Bobos on Bergen

In Brooklyn there's a block of Bergen Street, between 5th and 6th Avenues, that wasn't there a year or so ago. The block itself was there, the street, the sidewalk. People lived on it. But today, almost overnight, it has become a tightly constructed microcosm of hyper-gentrification. Urban scholars should study this block. It's a New Urbanist dream come true.

It went up as quickly and completely as a Hollywood set and exemplifies everything that "White People Like." Which, as we know, is less about whiteness and more about "Bobos in Paradise." In fact, the entire 21st-century, urban, upwardly mobile, heterosexual reproductive cycle can be completed utilizing only the new businesses on this block.



Imagine a couple, let's call them Ben and Lauren. They are 35 years old, both of them "creatives" at a multimedia design "lab." They go on their first date at Melt, which they love for its "pure, honest and sustainable" food choices and "live off the land philosophy." They marry. For the wedding, Ben buys a pair of John Varvatos Converse at the men's boutique Private Stock, because he doesn't want to look like a total douche in his tux.

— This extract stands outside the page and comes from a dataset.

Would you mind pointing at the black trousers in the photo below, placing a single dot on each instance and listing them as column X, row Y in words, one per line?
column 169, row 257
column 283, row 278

They try to get pregnant. Sex becomes tense. So they head back to Bergen to do some shopping at Toys in Babeland. They pick up a vibrator for Lauren and a buttplug for Ben. It works. In a few months, Lauren is shopping at Bump, right next to Babeland, for maternity fashion. While she's browsing stretch-waisted skinny jeans and calendula nursing balm, Ben heads next door to Bergen Street Comics, that "sleek clubhouse for the sophisticated fanboy."

Little does he know, while he's reading the latest Dan Clowes book, Lauren's in Eponymy charging a Gucci handbag to the house account. They'll argue about it later, down the block, while sipping fair-trade coffees and dipping kale chips into a bowl of "live" hummus at Sun in Bloom cafe.



In time, baby Cullen will be born. Ben will rent a rugged jogging stroller at Brooklyn Ride, and while he's pushing Cullen through the bike lanes of the Brooklyn he will inherit, Lauren will stay on Bergen, taking her Pilates Garage class at Lululemon, trying to tooth-and-nail it back to her pre-baby body. Lauren considers herself a devout "Luluhead." After their morning exercise, the whole family will reunite at "artisan chic" Bark for hot dogs smothered in baked heirloom beans and oak barrel aged sauerkraut.

"Did you hear," says Ben, between gulps of his retro-hip Foxon Park diet white birch soda, "That crummy bookstore down the block is going to be a store for tweens."

"That's great," says Lauren, patting her flat tummy, "It'll really come in handy when little Sophie gets big."

"Little Sophie?" says Ben, "Really? Another baby? I guess it's back to Bump!"



I stepped off the Bergen Block (after my own browsing through comic books and personal lubricants) and wondered how something so unreal-looking could pop up in such a short amount of time. It couldn't have been an organic process, I thought. All the signs are exactly the same. What condo developer engineered this so he could stuff his brochures with pretty pictures of nearby amenities? It's like Disney's master-planned Celebration, I muttered, passing by sheets of blue plywood and the skeletons of up and coming condos.

The Brooklyn Paper
reported that the engineering was done, indeed, by the Pintchik brothers of Flatbush fame. They carefully transformed the block, says the paper, "into a little slice of some small town Main Street in just two years."

I can't say what the ultimate goal is, but we all know that the Bergen Block will act as a fertile harborage for more of the same, that its commerce will attract, breed, hatch, and spread as efficiently as, well, bedbugs. It's biological class warfare--like introducing lady bugs into the garden to rid your prize roses of aphids.


Nantucket shops

Said one of the business owners on the block, "Coming here is like stepping off of Flatbush Avenue into Nantucket."

I guess if Greenwich Village has Little Wisco, Park Slope can have "Little Tucket."